E para que serve a LPL? Entre muitas outras coisas, permite que o musculo possa absorver a gordura e a usar como combustível, além de contribuir na regulação do HDL ou “bom colestrol”. Algo que é necessário termos em grande quantidade no corpo, dado que a função deste colestrol (daí o “bom”) é a de trazer a gordura de todos os pontos do corpo, até ao figado para ser decomposto. 

Mais uma vez, o efeito pernicioso da inactividade, ao cabo de 8 horas, determinou uma diminuição de 22% na concentração de HDL (15)

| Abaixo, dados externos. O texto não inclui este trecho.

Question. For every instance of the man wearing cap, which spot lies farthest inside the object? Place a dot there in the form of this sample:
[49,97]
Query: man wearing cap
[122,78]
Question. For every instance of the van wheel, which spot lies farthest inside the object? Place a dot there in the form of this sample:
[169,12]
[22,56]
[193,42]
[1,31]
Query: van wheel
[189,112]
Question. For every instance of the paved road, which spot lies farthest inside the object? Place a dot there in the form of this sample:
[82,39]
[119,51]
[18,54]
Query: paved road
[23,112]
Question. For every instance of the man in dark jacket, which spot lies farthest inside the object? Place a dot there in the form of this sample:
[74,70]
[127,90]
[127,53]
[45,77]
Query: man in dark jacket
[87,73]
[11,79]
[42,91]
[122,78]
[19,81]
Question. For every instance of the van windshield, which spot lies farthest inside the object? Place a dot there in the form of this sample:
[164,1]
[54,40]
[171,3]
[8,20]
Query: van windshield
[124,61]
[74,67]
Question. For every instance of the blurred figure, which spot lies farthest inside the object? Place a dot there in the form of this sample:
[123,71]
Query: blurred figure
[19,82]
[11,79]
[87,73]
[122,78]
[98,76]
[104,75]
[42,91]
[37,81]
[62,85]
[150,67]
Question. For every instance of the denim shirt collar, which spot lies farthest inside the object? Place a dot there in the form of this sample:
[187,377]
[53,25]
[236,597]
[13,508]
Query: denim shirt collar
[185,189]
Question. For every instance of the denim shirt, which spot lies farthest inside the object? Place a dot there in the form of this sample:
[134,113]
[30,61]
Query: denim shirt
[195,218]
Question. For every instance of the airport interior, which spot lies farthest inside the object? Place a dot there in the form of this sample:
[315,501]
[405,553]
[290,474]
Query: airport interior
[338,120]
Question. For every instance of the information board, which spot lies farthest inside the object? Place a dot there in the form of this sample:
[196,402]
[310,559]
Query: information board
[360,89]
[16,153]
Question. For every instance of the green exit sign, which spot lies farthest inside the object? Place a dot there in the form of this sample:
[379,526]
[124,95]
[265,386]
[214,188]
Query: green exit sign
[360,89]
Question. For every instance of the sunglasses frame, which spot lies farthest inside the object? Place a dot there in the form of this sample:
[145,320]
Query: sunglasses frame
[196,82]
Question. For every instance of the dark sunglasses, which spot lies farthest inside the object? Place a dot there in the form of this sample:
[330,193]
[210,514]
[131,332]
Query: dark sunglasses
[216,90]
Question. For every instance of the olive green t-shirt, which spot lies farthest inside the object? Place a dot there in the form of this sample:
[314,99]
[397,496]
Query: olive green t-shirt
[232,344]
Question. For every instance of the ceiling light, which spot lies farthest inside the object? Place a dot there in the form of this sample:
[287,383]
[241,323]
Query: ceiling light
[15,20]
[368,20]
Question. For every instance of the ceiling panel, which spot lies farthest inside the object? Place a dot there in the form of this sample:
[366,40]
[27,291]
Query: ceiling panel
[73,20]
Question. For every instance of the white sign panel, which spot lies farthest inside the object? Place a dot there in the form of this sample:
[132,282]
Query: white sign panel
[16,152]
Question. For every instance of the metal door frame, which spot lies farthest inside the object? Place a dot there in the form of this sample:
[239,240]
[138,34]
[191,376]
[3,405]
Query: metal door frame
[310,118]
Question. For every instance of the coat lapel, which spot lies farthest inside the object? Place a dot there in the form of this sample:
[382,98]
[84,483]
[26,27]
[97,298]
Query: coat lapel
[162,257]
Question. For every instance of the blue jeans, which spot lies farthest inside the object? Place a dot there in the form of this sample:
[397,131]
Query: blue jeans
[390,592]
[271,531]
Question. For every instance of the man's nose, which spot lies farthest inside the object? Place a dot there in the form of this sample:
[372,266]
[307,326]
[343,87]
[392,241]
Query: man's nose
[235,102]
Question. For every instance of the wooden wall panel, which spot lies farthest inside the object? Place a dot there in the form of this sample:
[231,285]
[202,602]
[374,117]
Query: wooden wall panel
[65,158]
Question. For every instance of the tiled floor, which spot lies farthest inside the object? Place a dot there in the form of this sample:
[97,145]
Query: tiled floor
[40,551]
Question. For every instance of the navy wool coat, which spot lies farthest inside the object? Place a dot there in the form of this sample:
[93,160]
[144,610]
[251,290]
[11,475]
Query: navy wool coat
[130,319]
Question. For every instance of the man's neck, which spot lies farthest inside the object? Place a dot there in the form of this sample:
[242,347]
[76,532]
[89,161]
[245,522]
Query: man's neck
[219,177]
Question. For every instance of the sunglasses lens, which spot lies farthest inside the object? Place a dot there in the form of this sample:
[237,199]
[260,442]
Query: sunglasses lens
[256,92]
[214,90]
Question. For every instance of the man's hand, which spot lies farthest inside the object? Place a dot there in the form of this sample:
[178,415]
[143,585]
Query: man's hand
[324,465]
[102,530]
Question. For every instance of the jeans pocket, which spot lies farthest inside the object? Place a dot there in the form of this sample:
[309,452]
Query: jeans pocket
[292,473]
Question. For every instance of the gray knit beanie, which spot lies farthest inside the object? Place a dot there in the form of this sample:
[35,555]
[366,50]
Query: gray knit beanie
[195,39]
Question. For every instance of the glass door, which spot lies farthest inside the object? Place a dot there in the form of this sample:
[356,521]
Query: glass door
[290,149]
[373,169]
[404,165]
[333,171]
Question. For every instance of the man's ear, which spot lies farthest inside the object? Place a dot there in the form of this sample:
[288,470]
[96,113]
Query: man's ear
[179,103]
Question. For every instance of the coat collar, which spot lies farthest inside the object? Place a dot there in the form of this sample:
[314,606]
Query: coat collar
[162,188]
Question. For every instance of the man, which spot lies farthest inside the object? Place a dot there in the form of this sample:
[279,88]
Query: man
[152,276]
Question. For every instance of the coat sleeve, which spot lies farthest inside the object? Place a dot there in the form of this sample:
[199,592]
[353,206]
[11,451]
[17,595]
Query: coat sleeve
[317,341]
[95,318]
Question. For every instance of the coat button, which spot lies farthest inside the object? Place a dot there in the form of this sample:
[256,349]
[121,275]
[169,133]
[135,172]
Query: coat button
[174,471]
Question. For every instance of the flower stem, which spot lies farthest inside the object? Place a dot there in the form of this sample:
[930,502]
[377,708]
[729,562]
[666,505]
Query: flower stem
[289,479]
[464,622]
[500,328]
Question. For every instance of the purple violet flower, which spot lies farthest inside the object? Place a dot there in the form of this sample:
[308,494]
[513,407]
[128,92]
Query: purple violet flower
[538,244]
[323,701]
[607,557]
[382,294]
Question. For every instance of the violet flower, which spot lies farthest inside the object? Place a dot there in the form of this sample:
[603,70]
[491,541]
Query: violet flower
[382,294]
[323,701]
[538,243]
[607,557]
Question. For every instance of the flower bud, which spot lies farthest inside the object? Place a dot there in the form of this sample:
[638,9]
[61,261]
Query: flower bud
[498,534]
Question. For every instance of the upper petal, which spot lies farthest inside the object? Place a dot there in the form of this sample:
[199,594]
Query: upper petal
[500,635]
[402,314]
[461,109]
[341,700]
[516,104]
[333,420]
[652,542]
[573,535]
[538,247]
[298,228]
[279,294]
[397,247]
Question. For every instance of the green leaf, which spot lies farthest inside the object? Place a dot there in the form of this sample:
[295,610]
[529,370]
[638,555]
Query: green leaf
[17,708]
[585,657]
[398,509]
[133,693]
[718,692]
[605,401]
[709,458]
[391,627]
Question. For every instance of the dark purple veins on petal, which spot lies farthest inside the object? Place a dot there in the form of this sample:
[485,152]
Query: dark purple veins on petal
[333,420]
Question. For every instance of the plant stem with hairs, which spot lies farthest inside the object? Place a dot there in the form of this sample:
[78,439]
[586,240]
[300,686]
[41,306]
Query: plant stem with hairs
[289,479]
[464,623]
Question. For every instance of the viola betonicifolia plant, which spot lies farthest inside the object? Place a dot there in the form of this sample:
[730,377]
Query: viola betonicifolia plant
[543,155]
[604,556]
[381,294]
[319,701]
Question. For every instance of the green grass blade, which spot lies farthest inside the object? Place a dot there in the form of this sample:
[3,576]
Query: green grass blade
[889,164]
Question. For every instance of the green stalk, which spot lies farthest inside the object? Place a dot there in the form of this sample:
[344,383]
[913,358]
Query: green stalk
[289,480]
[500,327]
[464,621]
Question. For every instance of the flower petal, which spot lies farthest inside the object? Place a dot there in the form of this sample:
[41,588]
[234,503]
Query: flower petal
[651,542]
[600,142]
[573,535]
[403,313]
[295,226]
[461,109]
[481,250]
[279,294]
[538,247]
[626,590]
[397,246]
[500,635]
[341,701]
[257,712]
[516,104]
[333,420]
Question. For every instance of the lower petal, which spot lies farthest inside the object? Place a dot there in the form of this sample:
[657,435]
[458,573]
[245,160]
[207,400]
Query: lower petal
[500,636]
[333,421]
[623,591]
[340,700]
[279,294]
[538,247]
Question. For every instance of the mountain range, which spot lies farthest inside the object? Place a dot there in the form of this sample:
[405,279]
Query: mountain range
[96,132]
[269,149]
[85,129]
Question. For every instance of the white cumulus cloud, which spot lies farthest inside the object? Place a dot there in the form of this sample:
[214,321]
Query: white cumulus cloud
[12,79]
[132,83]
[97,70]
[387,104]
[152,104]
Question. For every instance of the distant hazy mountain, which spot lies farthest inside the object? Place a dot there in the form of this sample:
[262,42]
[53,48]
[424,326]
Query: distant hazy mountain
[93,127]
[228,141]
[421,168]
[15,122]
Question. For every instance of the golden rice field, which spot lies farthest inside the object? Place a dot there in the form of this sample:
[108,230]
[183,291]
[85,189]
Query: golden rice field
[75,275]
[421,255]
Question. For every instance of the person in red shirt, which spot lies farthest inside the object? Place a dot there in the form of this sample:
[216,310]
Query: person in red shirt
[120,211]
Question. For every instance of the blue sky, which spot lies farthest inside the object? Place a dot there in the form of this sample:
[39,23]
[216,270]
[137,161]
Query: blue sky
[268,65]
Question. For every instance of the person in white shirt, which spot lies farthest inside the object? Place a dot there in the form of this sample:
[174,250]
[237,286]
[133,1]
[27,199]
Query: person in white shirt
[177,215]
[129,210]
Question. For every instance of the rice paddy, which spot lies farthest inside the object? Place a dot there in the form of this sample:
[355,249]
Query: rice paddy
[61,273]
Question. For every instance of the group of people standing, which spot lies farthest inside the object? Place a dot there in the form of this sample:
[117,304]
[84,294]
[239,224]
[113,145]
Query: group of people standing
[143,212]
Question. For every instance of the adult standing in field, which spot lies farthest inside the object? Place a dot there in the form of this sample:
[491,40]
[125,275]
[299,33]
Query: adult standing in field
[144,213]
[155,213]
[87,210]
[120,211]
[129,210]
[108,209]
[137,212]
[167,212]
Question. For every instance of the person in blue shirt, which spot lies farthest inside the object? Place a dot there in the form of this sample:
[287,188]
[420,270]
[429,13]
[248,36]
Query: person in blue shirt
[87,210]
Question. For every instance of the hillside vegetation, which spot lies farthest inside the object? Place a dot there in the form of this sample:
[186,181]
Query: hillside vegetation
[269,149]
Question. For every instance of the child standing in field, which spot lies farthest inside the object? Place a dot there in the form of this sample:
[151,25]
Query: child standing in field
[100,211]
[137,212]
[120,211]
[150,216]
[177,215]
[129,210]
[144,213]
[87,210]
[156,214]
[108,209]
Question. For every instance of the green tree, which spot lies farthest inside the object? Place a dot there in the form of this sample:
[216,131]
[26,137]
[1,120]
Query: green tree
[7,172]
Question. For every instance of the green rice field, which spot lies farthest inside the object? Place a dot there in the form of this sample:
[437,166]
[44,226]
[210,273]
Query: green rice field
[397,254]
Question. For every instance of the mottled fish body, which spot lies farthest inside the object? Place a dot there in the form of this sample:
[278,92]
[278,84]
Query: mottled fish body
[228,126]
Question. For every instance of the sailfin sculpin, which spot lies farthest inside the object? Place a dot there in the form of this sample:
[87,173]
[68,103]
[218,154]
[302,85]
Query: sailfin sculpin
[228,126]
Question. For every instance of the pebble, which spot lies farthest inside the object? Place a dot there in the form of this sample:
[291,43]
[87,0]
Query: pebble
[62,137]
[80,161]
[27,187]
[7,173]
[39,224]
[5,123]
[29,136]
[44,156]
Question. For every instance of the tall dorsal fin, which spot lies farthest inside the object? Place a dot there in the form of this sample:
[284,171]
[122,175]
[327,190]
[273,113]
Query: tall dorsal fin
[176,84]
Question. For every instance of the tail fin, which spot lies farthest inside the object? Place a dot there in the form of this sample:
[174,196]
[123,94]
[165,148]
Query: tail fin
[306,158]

Por outro lado, poder-se-ia pensar que, se a inactividade tem tão drásticos efeitos fisiológicos, então treinando conseguir-se-iam os efeitos opostos. Mais uma vez a natureza dá-nos uma tampa e a LDL só se torna ligeiramente mais activa nos ratos sujeitos a um treino extremamente intenso e em fibras musculares que não são as responsáveis por manter a postura (16)

As guidelines e a cultura do exercício físico abunda e felizmente que sim. O treino tem efeitos fantásticos no corpo e na sua longevidade. Mas começa a fazer sentido olharmos para os nossos hábitos diários e perceber que o exercício não é um “comprimido milagroso” que queimará todas as calorias em excesso. 

O conceito de sedentarismo mudou. Não o é, somente, aquele que não se exercita. As pessoas cujo dia-a-dia é passado maioritariamente sentado apesar de se exercitarem com regularidade também estão em risco, um fenómeno denominado Active Couch Potato. É necessário uma mistura entre actividade física e exercício físico. Não basta só exercício.

Figura 3 Esquema diário de um "Active Couch Potato"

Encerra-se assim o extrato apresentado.